Чтение онлайн

ЖАНРЫ

Последняя любовь
Шрифт:

Итак, ни с кем не суждено мне поделиться своими мыслями. Ни с кем не поделюсь я сокровищами любви и нежности, которые таятся в сердце. Не буду с разумным другом стремиться к одной цели. И никогда не улыбнется мне дитя. Я была уверена, что не стану матерью, что над моим союзом с Альфредом тяготеет проклятие. А рядом, против моего дома, живет счастливая женщина-мать. Изо дня в день я буду с высокой башни или из роскошного сада глядеть на белую усадебку, где живут умные, любящие люди. Моя жизнь станет сплошной мукой, а безжизненное, сонное лицо мужа по тысяче раз в день будет напоминать мне страшное слово: «Невозможно!»

Отчаяние охватило меня. Словно к доброй подруге, склонилась я к Стрелке и, обхватив ее шею руками, отпустила поводья, отдавшись на ее волю.

Лети, моя лошадка!.. Послушная Стрелка через луга помчалась к дому.

Окна на половине Альфреда были ярко освещены, оттуда доносился шум и громкие голоса.

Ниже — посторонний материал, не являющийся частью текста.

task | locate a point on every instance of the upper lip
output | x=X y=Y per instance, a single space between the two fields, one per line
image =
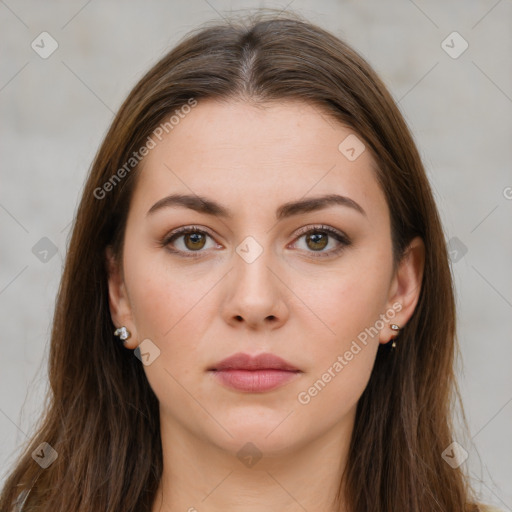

Проходя через прихожую, я увидела в полуоткрытую

дверь сквозь клубы сигарного дыма людей за карточными столиками. Альфред метал банк; в зубах — сигара, лицо бесстрастно и неподвижно. Позади него лакей откупоривал шампанское, а кругом стоял шум и гомон, взрывы смеха и громкие голоса вылетали через открытые окна и двери в сад.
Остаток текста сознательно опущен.